Inaugural G-BAM camp a great success

7/22/2013 Bill Bowman

MechSE hosted up-and coming engineers the week of July 14 in its first week-long GAMES Camp (Girls' Adventures in Mathetmatics, Engineering, and Science) at Mechanical Engineering Laboratory and other sites on the University of Illinois campus.

Written by Bill Bowman

MechSE hosted up-and coming engineers the week of July 14 in its first week-long GAMES Camp (Girls' Adventures in Mathetmatics, Engineering, and Science) at Mechanical Engineering Laboratory and other sites on the University of Illinois campus. The camp was coordinated by Associate Professor Matthew West and Assistant Professor Elif Ertekin, along with MechSE education coordinator Joe Muskin.

Called Girls Building Awesome Machines (G-BAM), the camp was attended by up-and-coming high school engineers who worked in teams to build wind turbines as their major project. They also spent time with accelerometers, nanoparticles, solar energy, prosthetics, sand casting, injection molding, thermal imaging, 3-D printing and scanning, and CAD training.

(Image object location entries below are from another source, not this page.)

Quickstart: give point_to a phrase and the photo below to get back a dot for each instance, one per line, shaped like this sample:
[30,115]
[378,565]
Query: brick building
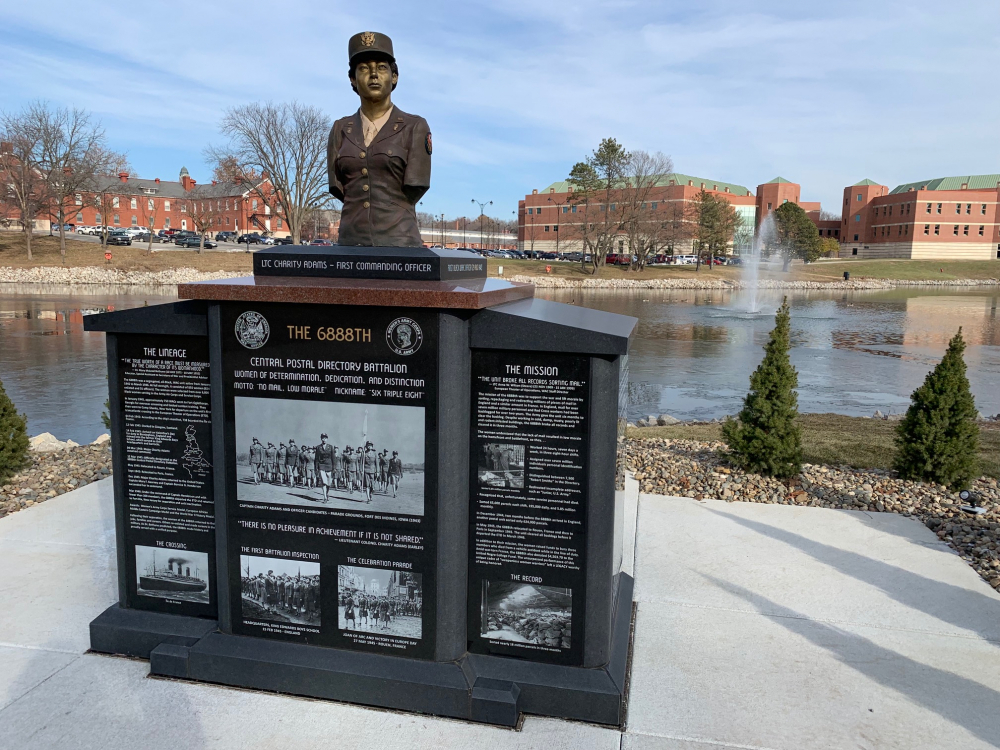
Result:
[947,218]
[549,221]
[125,201]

"The inaugural GBAM camp was a huge success!" West said. "The participating girls were really mechanical engineers for a week—they designed, built, and tested many different machines and devices."

The camp coordinators educated the 15 campers on how machines work and how to design and construct new ones to solve challenging global problems. The campers also spent one afternoon on a field trip to the U of I Research Park, visiting John Deere, Caterpillar, and Bump.

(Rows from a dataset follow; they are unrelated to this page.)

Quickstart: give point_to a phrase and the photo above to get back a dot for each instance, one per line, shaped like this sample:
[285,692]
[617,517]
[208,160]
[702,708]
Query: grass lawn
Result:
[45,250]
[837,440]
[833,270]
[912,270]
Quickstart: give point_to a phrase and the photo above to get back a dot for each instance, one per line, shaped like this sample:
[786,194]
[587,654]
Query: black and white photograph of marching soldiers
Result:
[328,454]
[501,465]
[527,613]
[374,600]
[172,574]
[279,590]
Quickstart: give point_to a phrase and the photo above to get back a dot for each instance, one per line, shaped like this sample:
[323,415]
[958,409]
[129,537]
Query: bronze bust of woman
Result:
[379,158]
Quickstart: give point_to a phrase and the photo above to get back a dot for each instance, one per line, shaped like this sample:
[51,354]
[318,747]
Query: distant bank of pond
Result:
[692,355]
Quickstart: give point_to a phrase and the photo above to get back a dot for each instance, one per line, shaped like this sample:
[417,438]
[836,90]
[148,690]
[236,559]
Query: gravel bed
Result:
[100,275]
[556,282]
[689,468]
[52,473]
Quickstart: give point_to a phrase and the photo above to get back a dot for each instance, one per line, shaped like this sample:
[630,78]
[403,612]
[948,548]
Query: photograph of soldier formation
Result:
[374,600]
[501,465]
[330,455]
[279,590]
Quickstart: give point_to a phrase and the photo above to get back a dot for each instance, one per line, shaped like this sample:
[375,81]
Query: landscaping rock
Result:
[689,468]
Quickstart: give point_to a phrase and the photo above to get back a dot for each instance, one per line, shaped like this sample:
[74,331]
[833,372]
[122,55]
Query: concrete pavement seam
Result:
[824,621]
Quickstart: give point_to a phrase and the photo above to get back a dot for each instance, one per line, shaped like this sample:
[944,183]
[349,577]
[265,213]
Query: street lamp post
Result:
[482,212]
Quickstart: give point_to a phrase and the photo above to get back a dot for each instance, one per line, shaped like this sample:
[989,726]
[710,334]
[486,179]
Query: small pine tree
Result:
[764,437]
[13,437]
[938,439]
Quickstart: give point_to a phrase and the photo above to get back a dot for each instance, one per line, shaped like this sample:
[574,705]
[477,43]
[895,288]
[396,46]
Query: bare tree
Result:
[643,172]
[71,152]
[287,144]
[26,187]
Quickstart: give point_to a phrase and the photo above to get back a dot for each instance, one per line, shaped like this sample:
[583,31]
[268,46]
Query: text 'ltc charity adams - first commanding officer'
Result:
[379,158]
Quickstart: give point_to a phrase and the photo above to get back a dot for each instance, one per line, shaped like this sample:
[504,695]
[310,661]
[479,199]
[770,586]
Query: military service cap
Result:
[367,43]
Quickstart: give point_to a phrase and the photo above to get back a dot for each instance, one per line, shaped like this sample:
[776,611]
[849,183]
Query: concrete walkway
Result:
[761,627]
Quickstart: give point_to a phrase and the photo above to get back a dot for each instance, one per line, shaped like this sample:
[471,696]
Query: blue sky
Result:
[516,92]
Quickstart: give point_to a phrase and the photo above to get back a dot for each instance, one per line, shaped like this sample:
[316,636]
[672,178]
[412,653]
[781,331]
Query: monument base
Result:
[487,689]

"I was really impressed to see the creativity of the young girls who participated in GBAM," Ertekin said. "They came up with unique and clever designs for every activity we presented to them, from prosthetics design to solar ovens to zip line water balloons. It was exciting!"

The MechSE undergrads helping to run the camp were Taylor Boyke, Jessica Brown, Jin Kim, Alex Klieger, Alyssa Molinare, Arif Nelson, Sara Sedivy, Mingxiu Sun, and Sasank Vemulapati. The grad students were Jessie Bock, Chandini Jain, Danielle Joaquin, Michael Pennisi, Ritu Raman, Laurie Rustom, and Andrea Vozar.

"During camp week the girls made friends with each other and with the Illinois students who served as camp counselors and lab assistants," West said. "Working with the girls was a great experience for the undergraduate and graduate students. I found it so rewarding to see our current Illinois students working closely with the next generation, inspiring the girls and responding to their enthusiasm."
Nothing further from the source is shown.